Historical structuralism is highly applicable to both the international and domestic spheres if one focuses on the exploitation argument. It is considered somewhat of a reiteration of the realist argument, in that, it agrees that economic relations are both conflictual and zero-sum in nature; however, they include non-state actors (Cohn 2015). It is true that throughout history, states and entities within the core have used the periphery to further their own agendas; for instance, new markets for their products, low-cost labor or for the procurement and management of natural resources. This logic is attributed to dependency theory. One problem with dependency theory is its preoccupation with capitalism and economic exploitation, other forms such as “unequal power among states” (Cohn 2015, p. 125). It is important to note that within world-systems theory that states are measured by their power position within the economy, therefore they are set on an equal footing as other actors in the international system.
Both domestically and internationally, historical structuralists make the argument that wealth distribution is polarized between the classes. They do believe that this division of wealth can only disappear through the movement towards socialism. As has historically been the case, socialism is great in theory but will not be realized. Achieving the ends proposed by historical structuralism is its main weakness, nearly every projected outcome has not been achieved. With socialism, it was not able to be applied in the form intended by Marx, each time human self-interest got in the way. For Marx, human self-interest was the problem with capitalism, in reality it is the problem with all institutions created by humans. In this way, “historical structuralism provides an important alternative prospective to the liberal and realist views” (Cohn 2015, p. 135), but it cannot be any more than an alternative perspective. Historical structuralism focuses too much upon capitalism as the root of all that is evil, without focusing on other power motives. Above all, its theoretical applicability has consistently been wrong in its forecasts for the future.
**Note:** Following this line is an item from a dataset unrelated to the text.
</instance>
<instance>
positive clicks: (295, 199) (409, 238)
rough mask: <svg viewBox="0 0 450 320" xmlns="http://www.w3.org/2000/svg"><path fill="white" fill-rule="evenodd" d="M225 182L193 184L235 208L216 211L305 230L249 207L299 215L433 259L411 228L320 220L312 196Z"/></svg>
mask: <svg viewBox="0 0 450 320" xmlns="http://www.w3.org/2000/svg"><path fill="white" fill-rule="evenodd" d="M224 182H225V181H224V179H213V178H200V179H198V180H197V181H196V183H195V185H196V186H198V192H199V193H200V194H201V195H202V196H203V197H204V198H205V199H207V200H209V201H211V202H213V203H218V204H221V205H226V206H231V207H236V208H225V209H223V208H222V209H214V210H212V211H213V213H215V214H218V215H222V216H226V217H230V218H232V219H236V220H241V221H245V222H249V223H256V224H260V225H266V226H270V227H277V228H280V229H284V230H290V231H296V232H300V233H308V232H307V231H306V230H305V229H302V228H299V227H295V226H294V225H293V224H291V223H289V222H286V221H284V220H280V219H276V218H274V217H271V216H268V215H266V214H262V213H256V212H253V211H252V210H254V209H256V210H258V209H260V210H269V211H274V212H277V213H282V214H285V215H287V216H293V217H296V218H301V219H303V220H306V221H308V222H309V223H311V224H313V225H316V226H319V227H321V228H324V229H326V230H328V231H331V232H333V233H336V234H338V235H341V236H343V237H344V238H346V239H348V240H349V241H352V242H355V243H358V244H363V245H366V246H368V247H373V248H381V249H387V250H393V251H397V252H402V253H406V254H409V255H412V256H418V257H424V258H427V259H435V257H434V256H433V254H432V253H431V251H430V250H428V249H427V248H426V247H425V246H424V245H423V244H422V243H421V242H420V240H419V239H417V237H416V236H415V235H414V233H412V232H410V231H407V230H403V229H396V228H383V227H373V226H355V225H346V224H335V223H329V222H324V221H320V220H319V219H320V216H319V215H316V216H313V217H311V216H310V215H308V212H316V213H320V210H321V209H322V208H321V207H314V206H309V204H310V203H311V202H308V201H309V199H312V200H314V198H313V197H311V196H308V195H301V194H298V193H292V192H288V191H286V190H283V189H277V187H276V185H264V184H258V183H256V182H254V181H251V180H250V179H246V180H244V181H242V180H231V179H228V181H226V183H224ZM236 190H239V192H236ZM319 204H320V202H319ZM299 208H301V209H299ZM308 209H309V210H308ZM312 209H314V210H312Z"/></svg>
The problem with each theory is that they are not carried out in the intended format. Realism does take note of human corruption, but it has trouble explaining certain phenomena. Liberalism tends to overlook the hidden agendas, because it sees the good in all of humanity. Historical structuralism also takes note of corruption, but they view the corrupt as business versus labor or strong versus the weak. It is corruption and greed, which motivates many actors in the system. And in that respect, liberalism is eliminated from being the most applicable theory to IPE. Left with realism and historical structuralism, it is realism that predominates the international system. Its main problem is that it interprets the state as the only actor in the international system, if it could forgo that tenet and more loosely interpret state as a body (i.e., both state and non-state actors), then its applicability would increase. What it does most accurately is perceive the self-interested motives that underlie the system. Although, the system is set up with liberal principles, liberalism does not explain ulterior intentions for their implementation.